Irony is a part of life. It can make us laugh out loud and it can make us a little embarrassed that we laughed in the first place. For example, the first man to survive going over Niagara Falls in a barrel died after slipping on an orange peel. Q-Tips, which are bought primarily to clean inside the ears, are sold in boxes that expressly warn, “Do not insert inside the ear canal.” The rooms in Sweden’s famous Ice Hotel are equipped with smoke detectors, and my favorite: the most shoplifted book in America is The Bible. The irony of that little factoid is almost overwhelming.
Today is the second Sunday in the season of Advent; Advent being the 4 weeks before Christmas when we as adults are constantly reminded that we have to wait…we have to wait for this magical, wonderful day that we choose to celebrate the birth of a child that would change everything. I am sure that every child who knows the agony of waiting for Christmas morning has to chuckle to themselves with the irony of that one. Last Sunday, we celebrated the theme of Hope…the thrill of hope. The hope of redemption, the hope of salvation, the hope that this blessed birth will save us from the powers of sin and death – this hope is real.

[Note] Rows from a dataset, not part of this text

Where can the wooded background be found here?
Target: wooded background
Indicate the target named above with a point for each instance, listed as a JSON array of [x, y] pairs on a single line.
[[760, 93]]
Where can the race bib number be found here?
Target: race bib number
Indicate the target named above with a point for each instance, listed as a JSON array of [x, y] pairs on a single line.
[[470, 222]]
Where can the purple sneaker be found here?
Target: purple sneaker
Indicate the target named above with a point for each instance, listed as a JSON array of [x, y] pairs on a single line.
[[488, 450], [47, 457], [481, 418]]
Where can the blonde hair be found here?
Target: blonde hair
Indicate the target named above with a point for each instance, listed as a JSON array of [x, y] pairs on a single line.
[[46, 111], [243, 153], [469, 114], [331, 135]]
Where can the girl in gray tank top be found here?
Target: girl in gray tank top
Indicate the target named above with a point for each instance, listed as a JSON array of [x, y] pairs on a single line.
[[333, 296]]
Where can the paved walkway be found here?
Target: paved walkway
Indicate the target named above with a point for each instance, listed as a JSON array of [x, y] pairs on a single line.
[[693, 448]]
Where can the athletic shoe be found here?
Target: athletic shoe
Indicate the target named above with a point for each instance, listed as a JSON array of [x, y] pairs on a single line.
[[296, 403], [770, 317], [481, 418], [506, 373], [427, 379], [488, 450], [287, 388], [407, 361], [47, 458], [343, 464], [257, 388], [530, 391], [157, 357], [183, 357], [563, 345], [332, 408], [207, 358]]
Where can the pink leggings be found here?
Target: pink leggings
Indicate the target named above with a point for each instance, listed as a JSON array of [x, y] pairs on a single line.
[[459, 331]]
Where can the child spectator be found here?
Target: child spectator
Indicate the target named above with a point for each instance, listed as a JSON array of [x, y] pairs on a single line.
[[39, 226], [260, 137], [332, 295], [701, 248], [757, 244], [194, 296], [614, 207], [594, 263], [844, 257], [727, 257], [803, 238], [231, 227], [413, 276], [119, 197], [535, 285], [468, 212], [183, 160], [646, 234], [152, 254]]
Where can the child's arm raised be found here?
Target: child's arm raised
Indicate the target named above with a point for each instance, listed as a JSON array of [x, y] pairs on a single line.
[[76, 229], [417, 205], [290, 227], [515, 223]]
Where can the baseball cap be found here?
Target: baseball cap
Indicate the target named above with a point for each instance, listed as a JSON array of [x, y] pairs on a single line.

Today, the 2nd Sunday of Advent, is traditionally known by the theme of Peace. We have lit the Peace candle, we have offered up the peace of Christ. At the same time, tradition dictates the reading of scripture about a certain wild man named John the Baptist. The prophet Malachi tells us (Mal 3:1) “I will send my messenger, who will prepare the way before me. Then suddenly the Lord you are seeking will come to his temple; the messenger of the covenant, whom you desire, will come,” says the Lord Almighty. Next in the gospel text, Luke writes (Lk 3:2) the word of God came to John son of Zechariah in the wilderness. As it is written in the book of the words of the prophet Isaiah, “A voice of one calling in the wilderness, ‘Prepare the way for the Lord, make straight paths for him. Every valley shall be filled in, every mountain and hill made low. The crooked roads shall become straight, the rough ways smooth. And all people will see God’s salvation.
Enter John the Baptist: John who called out, who hollered, who demanded repentance from those who came to be baptized. This is the same wild man that heard the call of God in the desert wilderness. He was rough, wore a camel hair shirt, and he ate bugs, for crying out loud. And yes, it’s the same John the Baptizer who called the crowds a “den of vipers, a brood of snakes.” All of this to smooth the way, to make straight paths for a Messiah that we have come to know as “the Prince of Peace.” Kind of ironic, isn’t it? “Peace be with you, you nest of vipers.”
Now I’m kind of goofing around here, but the fact remains that the word “shalom,” or peace appears over 400 times in scripture, yet we would be hard pressed to agree on what is meant by the peace of Christ. We’ve been conditioned to believe that peace is, as they say, that brief glorious moment in history when everyone stands around reloading. But peace isn’t the absence of trouble. It was Robert Fulghum that once said, “Peace is not something you wish for; it’s something you make, something you do, something you are, and something you give away.” When the peace of Christ lives in us it is not “peaceful” at all. It’s active and alive and noisy and intentional and sometimes it gets on your nerves a bit. Because the way I understand it – if we are to truly follow the example of Jesus Christ – then peace is nothing more than the deliberate adjustment of my life, of our lives, to the will of God. Peace is nothing more than the deliberate adjustment of my life to the will of God.
We have so much to be grateful for in this season of Advent and Christmas: our faith, our faith communities, families and loved ones. Let us hold fast to the peace that surpasses understanding, the joy in the knowing that God came to us in the flesh that we might be with him forever and ever. And that’s a peace worth fighting for.